By arnaud on Apr 01, 2009
There may be cases where you would like to keep two environments up to date with the same data but there is no replication or synchronization solution that fit your particular needs. One example that comes to mind is to migrate away from a legacy LDAP (RACF, OiD, Sun DS 5...) to OpenDS. After having initialized your new data store with the former data store contents, without synchronization mechanism, you would have to switch to the new data store right away. That would not quite be acceptable in production because for one thing, importing the data might take longer than the maintenance window, and more importantly, may something unexpected happen, all real-life deployments want to preserve the option of rolling back to the legacy system (that has proved to work in the past -even if performance or functionality could use a dust-off- ).

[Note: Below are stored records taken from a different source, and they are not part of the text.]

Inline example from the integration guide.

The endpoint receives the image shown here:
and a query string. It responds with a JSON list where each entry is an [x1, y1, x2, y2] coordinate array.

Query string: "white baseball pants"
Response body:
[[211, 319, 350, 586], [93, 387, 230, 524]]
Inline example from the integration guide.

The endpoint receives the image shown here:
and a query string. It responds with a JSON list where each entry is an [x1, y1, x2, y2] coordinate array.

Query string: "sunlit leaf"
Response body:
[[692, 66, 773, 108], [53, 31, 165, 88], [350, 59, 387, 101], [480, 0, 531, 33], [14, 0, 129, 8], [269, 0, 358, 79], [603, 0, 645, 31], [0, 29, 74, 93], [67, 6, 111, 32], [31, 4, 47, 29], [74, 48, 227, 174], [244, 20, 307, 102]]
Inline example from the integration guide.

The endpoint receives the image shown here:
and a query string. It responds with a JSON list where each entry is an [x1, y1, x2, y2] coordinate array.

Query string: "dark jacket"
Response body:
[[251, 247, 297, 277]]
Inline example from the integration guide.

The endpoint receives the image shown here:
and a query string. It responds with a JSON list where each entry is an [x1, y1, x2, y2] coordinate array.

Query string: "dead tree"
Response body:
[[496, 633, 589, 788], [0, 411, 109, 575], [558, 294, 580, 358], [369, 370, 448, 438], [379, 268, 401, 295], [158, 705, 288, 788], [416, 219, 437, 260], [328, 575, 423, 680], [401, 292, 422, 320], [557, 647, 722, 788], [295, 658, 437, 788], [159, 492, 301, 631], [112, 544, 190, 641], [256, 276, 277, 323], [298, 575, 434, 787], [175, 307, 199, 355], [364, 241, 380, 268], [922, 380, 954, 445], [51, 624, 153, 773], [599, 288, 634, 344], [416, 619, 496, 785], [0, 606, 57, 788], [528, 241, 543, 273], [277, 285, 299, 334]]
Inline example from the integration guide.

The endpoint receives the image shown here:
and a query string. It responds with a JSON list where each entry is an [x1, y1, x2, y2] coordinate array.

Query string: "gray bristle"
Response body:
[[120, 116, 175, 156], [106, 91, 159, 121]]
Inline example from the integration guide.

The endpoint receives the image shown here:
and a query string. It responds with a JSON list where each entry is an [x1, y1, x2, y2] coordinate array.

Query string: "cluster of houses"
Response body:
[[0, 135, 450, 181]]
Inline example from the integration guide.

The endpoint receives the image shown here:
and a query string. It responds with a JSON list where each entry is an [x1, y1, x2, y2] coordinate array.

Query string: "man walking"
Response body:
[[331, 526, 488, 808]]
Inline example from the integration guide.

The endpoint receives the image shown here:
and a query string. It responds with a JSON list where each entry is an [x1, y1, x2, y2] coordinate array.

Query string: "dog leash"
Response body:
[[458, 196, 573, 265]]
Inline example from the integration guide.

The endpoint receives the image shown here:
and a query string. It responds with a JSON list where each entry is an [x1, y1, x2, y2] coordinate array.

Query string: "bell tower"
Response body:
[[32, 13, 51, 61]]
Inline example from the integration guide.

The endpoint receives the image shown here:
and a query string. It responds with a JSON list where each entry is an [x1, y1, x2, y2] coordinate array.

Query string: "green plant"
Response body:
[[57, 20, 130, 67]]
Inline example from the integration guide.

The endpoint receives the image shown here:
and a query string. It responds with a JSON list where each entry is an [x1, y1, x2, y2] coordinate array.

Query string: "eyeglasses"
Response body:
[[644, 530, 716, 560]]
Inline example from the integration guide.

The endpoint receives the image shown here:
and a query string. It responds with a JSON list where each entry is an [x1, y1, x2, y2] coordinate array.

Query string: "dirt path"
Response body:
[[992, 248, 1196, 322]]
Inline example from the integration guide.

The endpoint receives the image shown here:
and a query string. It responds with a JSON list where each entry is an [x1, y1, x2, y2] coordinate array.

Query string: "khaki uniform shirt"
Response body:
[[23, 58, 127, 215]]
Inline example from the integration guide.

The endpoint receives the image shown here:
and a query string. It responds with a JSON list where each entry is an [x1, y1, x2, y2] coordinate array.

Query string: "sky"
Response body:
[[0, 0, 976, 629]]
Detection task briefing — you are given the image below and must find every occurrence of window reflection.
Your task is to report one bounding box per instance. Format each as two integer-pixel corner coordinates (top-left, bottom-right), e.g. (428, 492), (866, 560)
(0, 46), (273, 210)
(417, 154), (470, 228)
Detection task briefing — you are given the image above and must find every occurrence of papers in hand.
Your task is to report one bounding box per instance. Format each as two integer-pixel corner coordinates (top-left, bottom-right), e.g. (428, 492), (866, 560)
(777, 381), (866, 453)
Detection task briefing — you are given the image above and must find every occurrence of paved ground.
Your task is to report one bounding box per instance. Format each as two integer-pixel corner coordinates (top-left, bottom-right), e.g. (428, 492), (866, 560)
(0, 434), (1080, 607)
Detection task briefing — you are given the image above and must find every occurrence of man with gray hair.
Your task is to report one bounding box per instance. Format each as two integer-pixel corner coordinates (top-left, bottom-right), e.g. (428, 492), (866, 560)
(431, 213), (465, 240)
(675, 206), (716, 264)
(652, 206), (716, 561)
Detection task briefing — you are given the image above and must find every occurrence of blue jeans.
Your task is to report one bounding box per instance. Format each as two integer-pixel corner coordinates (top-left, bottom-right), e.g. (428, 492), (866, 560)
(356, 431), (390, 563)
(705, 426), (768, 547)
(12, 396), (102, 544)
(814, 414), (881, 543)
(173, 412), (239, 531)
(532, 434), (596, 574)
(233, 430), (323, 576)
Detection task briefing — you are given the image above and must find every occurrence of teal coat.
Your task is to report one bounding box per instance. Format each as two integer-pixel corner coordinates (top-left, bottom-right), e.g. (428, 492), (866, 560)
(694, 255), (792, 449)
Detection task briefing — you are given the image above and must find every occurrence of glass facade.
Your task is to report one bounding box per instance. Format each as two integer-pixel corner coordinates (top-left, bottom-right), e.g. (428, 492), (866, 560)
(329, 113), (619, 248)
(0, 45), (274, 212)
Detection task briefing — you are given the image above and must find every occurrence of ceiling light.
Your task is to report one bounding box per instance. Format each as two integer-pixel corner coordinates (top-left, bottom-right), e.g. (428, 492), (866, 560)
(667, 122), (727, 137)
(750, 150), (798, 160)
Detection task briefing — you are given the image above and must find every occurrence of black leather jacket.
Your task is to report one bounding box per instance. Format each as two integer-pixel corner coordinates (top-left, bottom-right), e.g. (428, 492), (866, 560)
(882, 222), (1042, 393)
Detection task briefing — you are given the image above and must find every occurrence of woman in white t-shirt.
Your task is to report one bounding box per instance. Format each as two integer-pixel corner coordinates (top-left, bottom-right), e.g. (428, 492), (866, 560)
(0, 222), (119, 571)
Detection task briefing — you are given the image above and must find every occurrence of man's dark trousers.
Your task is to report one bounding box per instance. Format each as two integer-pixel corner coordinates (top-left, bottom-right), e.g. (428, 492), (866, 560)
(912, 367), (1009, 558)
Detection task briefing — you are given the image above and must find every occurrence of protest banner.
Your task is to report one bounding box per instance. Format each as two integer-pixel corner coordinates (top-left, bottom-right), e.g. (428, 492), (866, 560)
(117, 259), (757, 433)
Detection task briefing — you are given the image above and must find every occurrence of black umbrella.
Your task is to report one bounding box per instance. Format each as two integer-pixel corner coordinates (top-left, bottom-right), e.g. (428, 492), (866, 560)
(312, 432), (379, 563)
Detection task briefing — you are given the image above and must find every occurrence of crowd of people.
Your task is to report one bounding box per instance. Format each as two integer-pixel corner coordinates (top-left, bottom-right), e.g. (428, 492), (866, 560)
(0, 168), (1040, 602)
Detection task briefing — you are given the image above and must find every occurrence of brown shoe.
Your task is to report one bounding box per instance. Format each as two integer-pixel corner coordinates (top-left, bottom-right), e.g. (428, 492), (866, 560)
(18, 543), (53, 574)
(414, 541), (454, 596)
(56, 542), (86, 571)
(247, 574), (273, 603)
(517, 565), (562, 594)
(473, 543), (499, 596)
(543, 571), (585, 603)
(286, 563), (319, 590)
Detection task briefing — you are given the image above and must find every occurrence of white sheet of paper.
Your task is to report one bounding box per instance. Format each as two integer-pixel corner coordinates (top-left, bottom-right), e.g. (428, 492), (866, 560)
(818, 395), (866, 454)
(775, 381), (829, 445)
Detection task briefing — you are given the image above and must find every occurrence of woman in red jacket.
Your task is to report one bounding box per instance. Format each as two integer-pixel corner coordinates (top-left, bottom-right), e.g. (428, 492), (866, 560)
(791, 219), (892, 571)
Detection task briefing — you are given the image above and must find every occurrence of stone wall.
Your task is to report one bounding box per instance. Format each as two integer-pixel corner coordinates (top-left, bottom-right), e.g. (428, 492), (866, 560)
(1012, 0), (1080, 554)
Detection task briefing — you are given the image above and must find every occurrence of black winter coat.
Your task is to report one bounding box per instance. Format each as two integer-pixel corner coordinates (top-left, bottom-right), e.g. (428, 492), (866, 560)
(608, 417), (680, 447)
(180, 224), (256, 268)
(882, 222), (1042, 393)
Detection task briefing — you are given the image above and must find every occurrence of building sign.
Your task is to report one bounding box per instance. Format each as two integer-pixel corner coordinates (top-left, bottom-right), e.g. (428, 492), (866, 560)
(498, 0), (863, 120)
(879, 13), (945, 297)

Enters DPS "replication" distribution algorithm. The idea is quite simple: route reads to a single data store, duplicate writes across all data stores. I use the term data store here because it needs not be LDAP only but any SQL data base that has a JDBC driver can be replicated to as well. For this tutorial though, I will use two LDAP stores. We will see a MySQL example in Part 2.
Bird's Eye View
Unlike load balancing and fail over algorithm, which work across sources in a same pool, distribution algorithms work across data views. A distribution algorithm is a way to pick the appropriate data view among eligible data views to process a given client request. In this tutorial, I will show how the "replication" distribution algorithm allows to duplicate write traffic across two distinct data sources.
In the graph below, you can see how this is structured in DPS configuration.
We will assume here that we have two existing LDAP servers running locally and serving the same suffix dc=example,dc=com:
- Store A: dsA on port 1389
- Store B: dsB on port 2389
Let's first go about the mundane task of setting up both stores in DPS:
For Store A:
#dpconf create-ldap-data-source dsA localhost:1389
#dpconf create-ldap-data-source-pool poolA
#dpconf attach-ldap-data-source poolA dsA
#dpconf set-attached-ldap-data-source-prop poolA dsA add-weight:1 bind-weight:1 delete-weight:1 modify-weight:1 search-weight:1
#dpconf create-ldap-data-view viewA poolA dc=example,dc=com
For Store B:
#dpconf create-ldap-data-source dsB localhost:2389
#dpconf create-ldap-data-source-pool poolB
#dpconf attach-ldap-data-source poolB dsB
#dpconf set-attached-ldap-data-source-prop poolB dsB add-weight:1 bind-weight:1 delete-weight:1 modify-weight:1 search-weight:1
#dpconf create-ldap-data-view viewB poolB dc=example,dc=com
#dpconf set-ldap-data-view-prop viewA distribution-algorithm:replication replication-role:master
#dpconf set-ldap-data-view-prop viewB distribution-algorithm:replication replication-role:master
And finally, the catch:
When using dpconf to set the replication-role property to master, it effectively writes distributionDataViewType as a single valued attribute in the data view configuration entry when in reality the schema allows it to be multi-valued. To see that for yourself, simply do:
#ldapsearch -p <your DPS port> -D "cn=proxy manager" -w password "(cn=viewA)"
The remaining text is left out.